In summary, it is a 7.1.4 Atmos/DTS:X setup.

Any recommendation for high-powered amps? I am thinking something from the Crown line of amps. However, there is a huge selection and I really have no clue which ones I need. Any pointers?

Lastly, how would this setup compare to something equivalent from JTR or Seaton Sound? Two advantages of the Klipsch setup is that it is cheaper and I have a local dealer (provides a little peace of mind and ease in case of warranty work).


----------



## RTS100x5 (Sep 12, 2009)

My 2 cents

Klipsch to my ears are unlistenable - I am not a fan at all of horn drivers... my highly recommended / preference is Planar Magnetic drivers such as B&G...

For power amps, Emotiva is driving my 7 channels and Crown XLS is driving the subs and the Atmos channels...I am soon to add an XPA3 to drive the LCR , thus improving the headroom of my 7.2.4 system...

My Atmos speakers are ELURA Blue Label 8LCR's 

Might I also highly recommend the EPSON 5040 which is an extreme bang for the buck eye candy projector - UHD movies are just fantastic...


----------



## Kain (Mar 2, 2009)

With the following setup and with a distance of roughly 8-9 ft between the seating position to the front main speakers, how loud could I go in movies? Will well over reference level be easily possible? Just trying to see if going with the 12C will be worth it over the 8C for me.
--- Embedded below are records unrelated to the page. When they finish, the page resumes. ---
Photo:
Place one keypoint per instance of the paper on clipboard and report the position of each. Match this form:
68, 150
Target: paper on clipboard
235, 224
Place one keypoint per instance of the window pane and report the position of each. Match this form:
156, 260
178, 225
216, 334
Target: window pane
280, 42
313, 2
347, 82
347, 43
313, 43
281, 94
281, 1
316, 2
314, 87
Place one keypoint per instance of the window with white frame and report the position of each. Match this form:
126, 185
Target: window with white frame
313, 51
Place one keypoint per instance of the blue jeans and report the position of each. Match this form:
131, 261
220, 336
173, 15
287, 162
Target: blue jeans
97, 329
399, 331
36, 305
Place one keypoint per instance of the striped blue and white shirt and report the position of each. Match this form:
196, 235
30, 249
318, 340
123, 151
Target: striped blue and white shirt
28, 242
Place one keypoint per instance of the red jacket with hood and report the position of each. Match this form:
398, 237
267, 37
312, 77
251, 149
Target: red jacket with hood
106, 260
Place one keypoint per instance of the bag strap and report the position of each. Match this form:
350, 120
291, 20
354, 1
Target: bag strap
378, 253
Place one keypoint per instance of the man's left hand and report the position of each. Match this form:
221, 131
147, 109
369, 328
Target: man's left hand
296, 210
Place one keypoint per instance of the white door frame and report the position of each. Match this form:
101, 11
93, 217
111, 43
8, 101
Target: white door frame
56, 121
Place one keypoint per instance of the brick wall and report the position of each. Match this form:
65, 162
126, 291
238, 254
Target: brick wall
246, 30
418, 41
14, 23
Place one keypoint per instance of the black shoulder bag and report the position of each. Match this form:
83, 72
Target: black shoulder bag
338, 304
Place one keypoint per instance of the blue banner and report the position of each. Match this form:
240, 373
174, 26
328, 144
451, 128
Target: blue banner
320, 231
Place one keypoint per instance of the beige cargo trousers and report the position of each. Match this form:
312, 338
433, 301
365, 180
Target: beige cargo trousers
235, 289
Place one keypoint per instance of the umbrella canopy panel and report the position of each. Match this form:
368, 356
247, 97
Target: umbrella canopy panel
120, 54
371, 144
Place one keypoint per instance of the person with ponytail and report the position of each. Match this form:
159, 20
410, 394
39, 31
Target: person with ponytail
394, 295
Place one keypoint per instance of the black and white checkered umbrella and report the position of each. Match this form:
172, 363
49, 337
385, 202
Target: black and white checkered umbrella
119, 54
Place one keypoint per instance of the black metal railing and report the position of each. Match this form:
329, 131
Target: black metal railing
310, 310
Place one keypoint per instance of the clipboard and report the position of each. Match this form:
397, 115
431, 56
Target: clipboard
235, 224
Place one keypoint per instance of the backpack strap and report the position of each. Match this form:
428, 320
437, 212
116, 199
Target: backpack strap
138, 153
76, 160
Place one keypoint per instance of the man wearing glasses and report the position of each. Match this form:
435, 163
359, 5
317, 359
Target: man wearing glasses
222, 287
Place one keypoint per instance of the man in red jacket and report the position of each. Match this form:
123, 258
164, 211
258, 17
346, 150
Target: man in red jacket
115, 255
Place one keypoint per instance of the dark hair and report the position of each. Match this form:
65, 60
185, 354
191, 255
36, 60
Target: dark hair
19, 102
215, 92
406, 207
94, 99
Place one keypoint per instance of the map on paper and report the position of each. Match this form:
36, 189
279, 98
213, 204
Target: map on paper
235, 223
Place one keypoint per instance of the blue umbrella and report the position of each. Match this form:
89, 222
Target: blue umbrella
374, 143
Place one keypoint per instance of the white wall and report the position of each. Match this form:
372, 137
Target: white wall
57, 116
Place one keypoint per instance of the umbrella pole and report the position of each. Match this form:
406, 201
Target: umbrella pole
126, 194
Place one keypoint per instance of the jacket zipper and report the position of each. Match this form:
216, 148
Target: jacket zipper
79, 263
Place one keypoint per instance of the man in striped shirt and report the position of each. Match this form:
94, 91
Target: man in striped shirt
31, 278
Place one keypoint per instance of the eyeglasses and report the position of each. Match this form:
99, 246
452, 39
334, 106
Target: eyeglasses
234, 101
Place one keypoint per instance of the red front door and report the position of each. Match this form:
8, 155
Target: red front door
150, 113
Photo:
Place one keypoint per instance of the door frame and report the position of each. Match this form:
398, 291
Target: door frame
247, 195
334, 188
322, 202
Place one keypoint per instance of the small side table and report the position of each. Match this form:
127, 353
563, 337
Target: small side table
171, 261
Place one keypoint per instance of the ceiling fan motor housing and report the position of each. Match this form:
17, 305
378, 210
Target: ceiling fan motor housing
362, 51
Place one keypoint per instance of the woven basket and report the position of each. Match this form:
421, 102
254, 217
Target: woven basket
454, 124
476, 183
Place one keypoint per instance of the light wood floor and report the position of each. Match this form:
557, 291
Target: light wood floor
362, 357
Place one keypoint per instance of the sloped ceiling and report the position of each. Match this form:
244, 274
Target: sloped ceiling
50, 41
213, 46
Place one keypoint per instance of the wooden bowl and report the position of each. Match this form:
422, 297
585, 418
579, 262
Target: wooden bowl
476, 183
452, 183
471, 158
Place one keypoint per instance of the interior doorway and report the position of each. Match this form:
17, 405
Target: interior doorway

Mains: 2 x Seaton Sound Catalyst 8C with matching stands
Center: 1 x Seaton Sound Catalyst 8C
Side surrounds: 2 x Seaton Sound Spark XC2 + SSA-2x2-XC
Back surrounds: 2 x Seaton Sound Spark XC2 + SSA-2x2-XC
Ceiling speakers: 4 x Seaton Sound Spark XC2 + SSA-2x2-XC
Subwoofers: 2 x Seaton Sound SubMersive HPi+ + 2 x Seaton Sound SubMersive HP-Slave


----------



## theJman (Mar 3, 2012)

Kain said:


> With the following setup and with a distance of roughly 8-9 ft between the seating position to the front main speakers, how loud could I go in movies? Will well over reference level be easily possible? Just trying to see if going with the 12C will be worth it over the 8C for me.
> 
> Mains: 2 x Seaton Sound Catalyst 8C with matching stands
> Center: 1 x Seaton Sound Catalyst 8C
> ...


The dimensions of the room you listed are 1710 ft^3, which is considered to be on the small side. The Seaton system you're looking at will _easily_ play over reference in that much space. @Mark Seaton would be able to answer your question better, but my guess is you would stop increasing the volume before the speakers/subwoofers gave up.


----------



## Kain (Mar 2, 2009)

Thanks.


----------